The Stakes: Life and Personal Responsibility (v. 11-12)
The passage concludes by laying out the ultimate consequences of these two paths and emphasizing our individual accountability.
"For by me your days will become many, And years of life will be added to you. If you are wise, you are wise for yourself, And if you scoff, you alone will bear it." (Proverbs 9:11-12)
Wisdom is speaking here, and she promises life. This is not a crude prosperity gospel guarantee that every wise man will live to be a hundred. It is a statement of covenant reality. The path of wisdom, which is the path of fearing God and obeying His commands, is the path of life. It leads to flourishing, stability, and blessing. The path of the scoffer is the path of rebellion against the grain of the universe, and it leads to friction, chaos, and ultimately, death. "All who hate me," Wisdom says at the end of this chapter, "love death" (Proverbs 8:36).
And then the final, sobering reminder of personal responsibility. "If you are wise, you are wise for yourself, And if you scoff, you alone will bear it." You cannot live on borrowed wisdom. Your parents' faith cannot save you. Your pastor's knowledge cannot be imputed to you. You must choose. You must eat the meal for yourself. The benefits of wisdom are profoundly personal. It is your soul that will be saved, your life that will flourish.
Likewise, the consequences of scoffing are inescapable and individual. You cannot outsource the penalty for your rebellion. On the day of judgment, you will not be able to blame your culture, your circumstances, or your feelings. "You alone will bear it." This is a terrifying thought for the man who has spent his life mocking God's wisdom. He will bear the full weight of his folly, a weight that will crush him for eternity.
The Gospel for Scoffers and the Wise
This passage draws a sharp line in the sand. On one side are the wise, who love correction and fear God. On the other are the scoffers, who hate correction and worship themselves. And if we are honest, we must admit that we have all spent time on the wrong side of that line. By nature, we are all scoffers. Our default setting is pride. We are born curved in on ourselves, believing we are the center of the universe. We have all bristled at correction, hated the light, and loved our own darkness.

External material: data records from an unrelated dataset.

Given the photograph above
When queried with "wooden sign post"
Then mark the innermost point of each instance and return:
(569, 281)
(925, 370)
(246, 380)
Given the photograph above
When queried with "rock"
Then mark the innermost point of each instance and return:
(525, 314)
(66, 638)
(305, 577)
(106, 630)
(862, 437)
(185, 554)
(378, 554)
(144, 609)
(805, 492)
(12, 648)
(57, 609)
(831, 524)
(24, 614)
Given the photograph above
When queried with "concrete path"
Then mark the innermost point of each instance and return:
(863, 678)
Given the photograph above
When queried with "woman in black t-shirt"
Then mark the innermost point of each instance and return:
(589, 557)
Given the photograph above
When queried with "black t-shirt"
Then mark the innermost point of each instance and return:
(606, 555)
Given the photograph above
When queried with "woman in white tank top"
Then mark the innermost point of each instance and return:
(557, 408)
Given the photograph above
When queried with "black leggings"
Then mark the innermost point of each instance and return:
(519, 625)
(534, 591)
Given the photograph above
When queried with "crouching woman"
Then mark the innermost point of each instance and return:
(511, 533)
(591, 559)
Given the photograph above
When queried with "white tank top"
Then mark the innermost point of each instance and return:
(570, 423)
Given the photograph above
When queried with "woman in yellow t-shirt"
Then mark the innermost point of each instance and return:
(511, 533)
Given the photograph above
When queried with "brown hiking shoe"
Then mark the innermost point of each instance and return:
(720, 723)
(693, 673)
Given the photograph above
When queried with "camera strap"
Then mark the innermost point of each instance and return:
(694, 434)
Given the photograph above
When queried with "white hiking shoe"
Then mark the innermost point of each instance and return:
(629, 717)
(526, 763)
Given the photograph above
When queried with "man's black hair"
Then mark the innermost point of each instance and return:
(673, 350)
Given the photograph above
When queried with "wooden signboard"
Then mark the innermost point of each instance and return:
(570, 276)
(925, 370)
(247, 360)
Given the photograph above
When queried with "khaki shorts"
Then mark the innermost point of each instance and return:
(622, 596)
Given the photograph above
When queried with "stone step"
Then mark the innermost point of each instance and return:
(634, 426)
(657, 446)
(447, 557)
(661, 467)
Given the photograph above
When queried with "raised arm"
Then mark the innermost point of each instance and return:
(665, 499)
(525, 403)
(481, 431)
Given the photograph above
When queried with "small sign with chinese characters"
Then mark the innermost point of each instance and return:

So what hope is there for a race of scoffers? The hope is found in the one who was perfectly wise and yet willingly bore the injury and disgrace that was due to us scoffers. Jesus Christ is the incarnation of the wisdom of God. He lived in perfect fear of the Lord. And yet, on the cross, He was treated as the ultimate scoffer. He received the disgrace that we deserved. He bore the injury that was our due. He who was infinitely wise was made to be folly for us, so that in Him we might become the wisdom of God.
When God's grace breaks into a scoffer's heart, the first thing it does is shatter his pride. It gives him a new heart, a heart that fears God. It makes him teachable for the first time. The gospel turns swine into sons. It takes those who hate reproof and transforms them into those who love the ones who bring it.

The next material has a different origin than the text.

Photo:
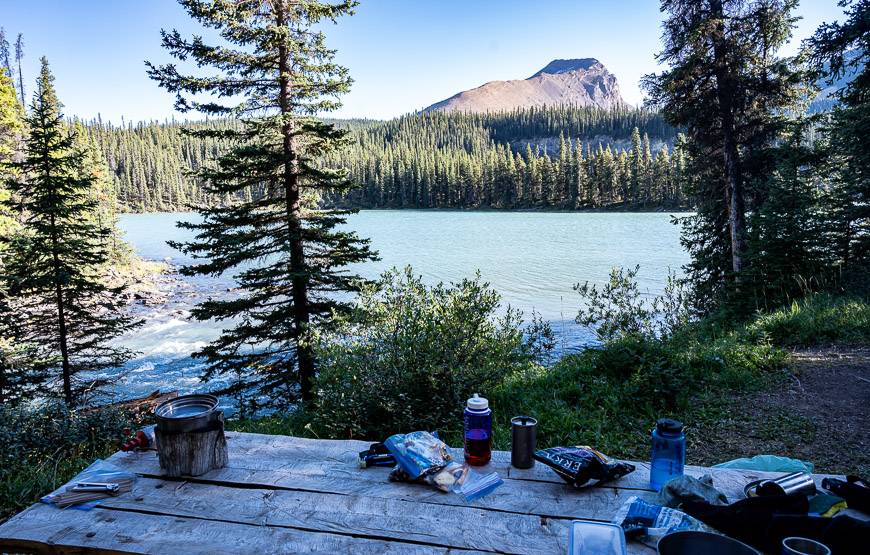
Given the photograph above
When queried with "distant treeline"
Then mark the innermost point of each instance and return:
(559, 158)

And for those of us who are already wise in Christ, the gospel is our daily bread. It reminds us that we have no standing in ourselves. We are wise only because of a wisdom given to us as a sheer gift. This keeps us humble and teachable. It makes us eager for correction, because we know that every loving rebuke is a tool in the hands of our Father to chip away the remaining folly and make us more like our wise and wonderful Savior, Jesus Christ. It is in His name that we can approach the throne of grace, and it is for His sake that we can say to a brother, "Strike me, it is a kindness."